The U.S. dollar weakened sharply against the Japanese yen on Friday after the New York Federal Reserve conducted rate checks on the dollar/yen currency pair, according to a source familiar with the matter cited by Reuters. The move has fueled market speculation that U.S. and Japanese authorities may be preparing coordinated action to curb the dollar’s recent strength, as the yen has hovered near levels that historically trigger intervention concerns.
Around midday on Friday, the dollar was trading near 157.50 yen before tumbling to a four-week low of 155.66 later in the session. By the afternoon, the greenback was down roughly 1.6% at around 155.85 yen. Analysts said the sudden decline suggested that the rate checks may have unsettled markets and prompted traders to reduce long dollar positions amid fears of official intervention.

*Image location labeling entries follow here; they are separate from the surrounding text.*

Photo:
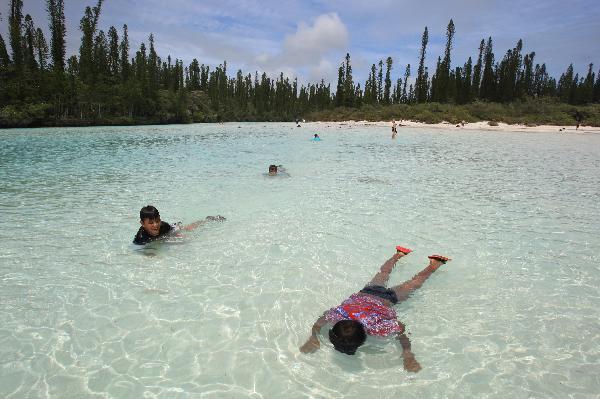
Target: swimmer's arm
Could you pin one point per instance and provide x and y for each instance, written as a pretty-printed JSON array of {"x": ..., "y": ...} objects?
[
  {"x": 410, "y": 363},
  {"x": 312, "y": 344},
  {"x": 194, "y": 225}
]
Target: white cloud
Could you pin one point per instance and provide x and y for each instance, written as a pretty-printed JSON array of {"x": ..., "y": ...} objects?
[{"x": 311, "y": 42}]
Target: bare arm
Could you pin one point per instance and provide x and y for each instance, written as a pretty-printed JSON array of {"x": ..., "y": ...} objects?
[
  {"x": 194, "y": 225},
  {"x": 312, "y": 344},
  {"x": 410, "y": 363}
]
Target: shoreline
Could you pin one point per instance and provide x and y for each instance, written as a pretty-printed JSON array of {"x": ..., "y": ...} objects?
[{"x": 483, "y": 125}]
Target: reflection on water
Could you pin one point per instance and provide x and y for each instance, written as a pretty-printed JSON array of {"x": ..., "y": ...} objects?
[{"x": 222, "y": 311}]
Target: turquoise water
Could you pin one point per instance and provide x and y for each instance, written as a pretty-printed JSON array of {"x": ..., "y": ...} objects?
[{"x": 221, "y": 312}]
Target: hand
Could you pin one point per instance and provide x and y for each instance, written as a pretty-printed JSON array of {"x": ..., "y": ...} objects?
[
  {"x": 410, "y": 363},
  {"x": 312, "y": 345}
]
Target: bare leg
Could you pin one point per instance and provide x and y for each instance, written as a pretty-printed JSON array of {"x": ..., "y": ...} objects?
[
  {"x": 383, "y": 275},
  {"x": 408, "y": 287}
]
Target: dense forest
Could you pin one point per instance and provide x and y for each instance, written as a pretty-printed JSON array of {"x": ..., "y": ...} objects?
[{"x": 104, "y": 84}]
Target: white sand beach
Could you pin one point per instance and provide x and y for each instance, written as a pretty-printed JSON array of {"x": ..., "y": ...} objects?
[{"x": 484, "y": 125}]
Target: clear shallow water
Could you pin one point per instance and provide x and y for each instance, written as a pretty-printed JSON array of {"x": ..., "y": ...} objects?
[{"x": 222, "y": 311}]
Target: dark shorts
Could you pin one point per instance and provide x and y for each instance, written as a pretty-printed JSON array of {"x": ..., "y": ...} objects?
[{"x": 381, "y": 292}]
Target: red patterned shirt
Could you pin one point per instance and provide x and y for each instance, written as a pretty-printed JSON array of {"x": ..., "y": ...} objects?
[{"x": 376, "y": 318}]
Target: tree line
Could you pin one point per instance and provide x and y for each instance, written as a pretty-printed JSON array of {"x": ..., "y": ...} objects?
[{"x": 103, "y": 83}]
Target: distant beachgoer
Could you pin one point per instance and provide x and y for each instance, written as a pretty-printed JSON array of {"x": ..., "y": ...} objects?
[
  {"x": 370, "y": 312},
  {"x": 153, "y": 228},
  {"x": 277, "y": 171}
]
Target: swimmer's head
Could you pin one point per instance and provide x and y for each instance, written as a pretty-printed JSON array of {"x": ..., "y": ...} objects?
[
  {"x": 150, "y": 220},
  {"x": 347, "y": 335}
]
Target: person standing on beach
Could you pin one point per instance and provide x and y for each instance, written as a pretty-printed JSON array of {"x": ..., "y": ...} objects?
[{"x": 370, "y": 312}]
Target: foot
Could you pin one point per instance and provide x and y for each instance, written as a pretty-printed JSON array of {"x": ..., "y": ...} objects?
[{"x": 437, "y": 260}]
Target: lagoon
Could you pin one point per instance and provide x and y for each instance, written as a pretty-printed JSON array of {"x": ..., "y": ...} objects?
[{"x": 221, "y": 312}]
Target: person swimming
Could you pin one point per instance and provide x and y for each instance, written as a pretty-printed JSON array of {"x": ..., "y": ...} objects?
[
  {"x": 370, "y": 312},
  {"x": 153, "y": 228},
  {"x": 277, "y": 170}
]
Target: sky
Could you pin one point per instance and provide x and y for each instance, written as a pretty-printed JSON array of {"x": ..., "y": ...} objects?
[{"x": 308, "y": 39}]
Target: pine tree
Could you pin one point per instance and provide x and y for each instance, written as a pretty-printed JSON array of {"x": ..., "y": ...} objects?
[
  {"x": 528, "y": 76},
  {"x": 124, "y": 57},
  {"x": 4, "y": 58},
  {"x": 15, "y": 22},
  {"x": 488, "y": 80},
  {"x": 56, "y": 12},
  {"x": 339, "y": 93},
  {"x": 586, "y": 90},
  {"x": 466, "y": 89},
  {"x": 41, "y": 49},
  {"x": 596, "y": 96},
  {"x": 444, "y": 84},
  {"x": 404, "y": 97},
  {"x": 348, "y": 83},
  {"x": 565, "y": 85},
  {"x": 477, "y": 71},
  {"x": 380, "y": 82},
  {"x": 421, "y": 89},
  {"x": 113, "y": 54},
  {"x": 88, "y": 26},
  {"x": 29, "y": 43},
  {"x": 388, "y": 81}
]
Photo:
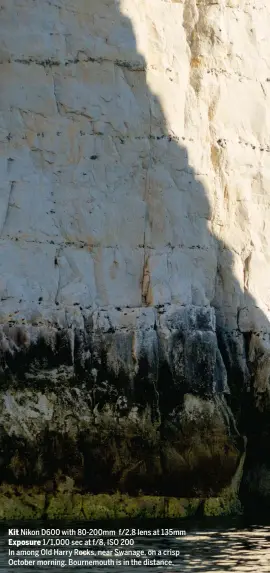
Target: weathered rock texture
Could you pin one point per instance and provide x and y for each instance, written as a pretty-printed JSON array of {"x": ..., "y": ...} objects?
[{"x": 134, "y": 210}]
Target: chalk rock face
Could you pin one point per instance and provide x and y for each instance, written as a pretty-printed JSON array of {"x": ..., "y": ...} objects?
[{"x": 134, "y": 214}]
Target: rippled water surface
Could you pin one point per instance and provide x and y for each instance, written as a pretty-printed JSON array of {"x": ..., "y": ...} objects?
[{"x": 213, "y": 547}]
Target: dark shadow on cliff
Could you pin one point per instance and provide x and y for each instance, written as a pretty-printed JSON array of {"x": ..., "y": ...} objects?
[{"x": 177, "y": 219}]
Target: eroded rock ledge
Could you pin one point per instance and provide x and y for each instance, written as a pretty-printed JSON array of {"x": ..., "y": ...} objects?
[{"x": 131, "y": 400}]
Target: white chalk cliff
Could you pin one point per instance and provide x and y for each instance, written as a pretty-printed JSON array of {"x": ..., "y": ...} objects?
[{"x": 135, "y": 238}]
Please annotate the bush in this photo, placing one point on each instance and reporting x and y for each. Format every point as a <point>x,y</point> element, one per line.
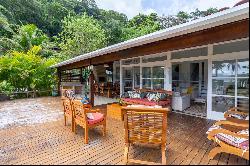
<point>27,71</point>
<point>6,88</point>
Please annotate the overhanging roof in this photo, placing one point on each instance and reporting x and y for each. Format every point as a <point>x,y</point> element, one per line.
<point>227,16</point>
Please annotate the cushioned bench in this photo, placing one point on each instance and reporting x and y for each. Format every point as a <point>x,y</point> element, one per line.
<point>164,101</point>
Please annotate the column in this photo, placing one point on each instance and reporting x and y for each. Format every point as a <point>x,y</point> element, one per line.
<point>168,73</point>
<point>91,82</point>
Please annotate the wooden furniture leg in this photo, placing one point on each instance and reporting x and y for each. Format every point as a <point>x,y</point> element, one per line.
<point>86,135</point>
<point>214,152</point>
<point>65,120</point>
<point>163,152</point>
<point>126,150</point>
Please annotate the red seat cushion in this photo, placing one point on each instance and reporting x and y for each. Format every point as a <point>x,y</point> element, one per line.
<point>98,117</point>
<point>146,102</point>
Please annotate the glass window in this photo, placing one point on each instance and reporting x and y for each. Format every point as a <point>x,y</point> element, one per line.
<point>222,104</point>
<point>233,90</point>
<point>158,72</point>
<point>117,74</point>
<point>158,84</point>
<point>243,87</point>
<point>146,72</point>
<point>243,68</point>
<point>243,103</point>
<point>224,86</point>
<point>136,77</point>
<point>224,69</point>
<point>146,83</point>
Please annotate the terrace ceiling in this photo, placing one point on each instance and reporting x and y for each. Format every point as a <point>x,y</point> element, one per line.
<point>231,31</point>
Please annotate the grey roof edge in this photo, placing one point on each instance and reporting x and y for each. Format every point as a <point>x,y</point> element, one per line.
<point>224,17</point>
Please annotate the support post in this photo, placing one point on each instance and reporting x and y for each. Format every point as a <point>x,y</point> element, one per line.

Rate checks are a well-known signaling tool used by monetary authorities. In such operations, officials ask market dealers what exchange rate they would receive if they entered the market. While no actual buying or selling occurs during a rate check, the practice often signals a readiness to intervene, which can influence market behavior almost immediately.

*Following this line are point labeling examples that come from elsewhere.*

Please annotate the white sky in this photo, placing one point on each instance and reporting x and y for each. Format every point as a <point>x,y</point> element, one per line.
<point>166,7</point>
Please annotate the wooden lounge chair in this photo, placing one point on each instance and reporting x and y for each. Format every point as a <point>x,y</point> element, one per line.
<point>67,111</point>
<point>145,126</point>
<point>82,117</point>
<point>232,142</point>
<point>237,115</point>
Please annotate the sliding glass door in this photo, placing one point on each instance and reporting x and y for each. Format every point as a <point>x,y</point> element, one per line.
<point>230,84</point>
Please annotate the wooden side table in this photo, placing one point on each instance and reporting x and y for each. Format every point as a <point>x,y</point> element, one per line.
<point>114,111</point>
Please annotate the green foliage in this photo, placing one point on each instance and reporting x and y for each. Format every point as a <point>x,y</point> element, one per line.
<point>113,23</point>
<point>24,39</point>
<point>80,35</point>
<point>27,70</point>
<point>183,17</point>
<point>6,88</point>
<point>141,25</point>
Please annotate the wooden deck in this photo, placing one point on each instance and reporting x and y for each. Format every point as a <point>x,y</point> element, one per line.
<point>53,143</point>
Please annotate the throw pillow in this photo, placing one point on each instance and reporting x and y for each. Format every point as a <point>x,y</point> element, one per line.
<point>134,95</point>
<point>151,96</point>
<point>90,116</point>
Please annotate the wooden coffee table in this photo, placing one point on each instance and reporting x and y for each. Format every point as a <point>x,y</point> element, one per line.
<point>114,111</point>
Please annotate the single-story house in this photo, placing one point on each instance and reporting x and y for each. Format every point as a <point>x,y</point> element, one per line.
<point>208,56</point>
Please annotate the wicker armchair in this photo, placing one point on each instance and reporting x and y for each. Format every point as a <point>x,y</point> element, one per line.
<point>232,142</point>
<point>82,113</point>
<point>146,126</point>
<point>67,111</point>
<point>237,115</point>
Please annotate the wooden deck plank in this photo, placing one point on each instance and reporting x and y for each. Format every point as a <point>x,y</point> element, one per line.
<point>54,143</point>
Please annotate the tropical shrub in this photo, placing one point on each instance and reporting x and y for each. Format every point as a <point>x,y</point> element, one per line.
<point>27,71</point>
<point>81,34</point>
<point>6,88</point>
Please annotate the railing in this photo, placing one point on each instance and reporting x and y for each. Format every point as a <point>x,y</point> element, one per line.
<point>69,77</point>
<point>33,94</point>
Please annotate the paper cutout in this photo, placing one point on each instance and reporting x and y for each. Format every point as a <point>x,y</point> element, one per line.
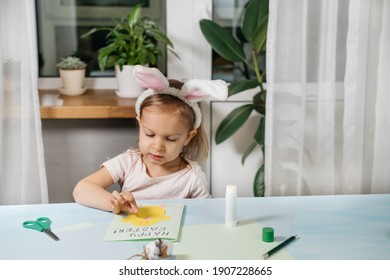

The New York Fed carried out the checks in its role as fiscal agent for the U.S. Treasury. The Treasury itself declined to comment on the matter, adding to the uncertainty surrounding official intentions. Meanwhile, traders have remained cautious as the yen has approached the psychologically important 160-per-dollar level, a zone widely seen as uncomfortable for Japanese policymakers.
Market participants will look for further clues in data set to be released by the Bank of Japan on Monday, which may help determine whether actual intervention occurred. Analysts noted that while U.S. involvement in what is typically a Japanese-led currency issue is unusual, it is not without precedent. The episode underscores growing global concern over excessive currency volatility and the potential for coordinated policy responses.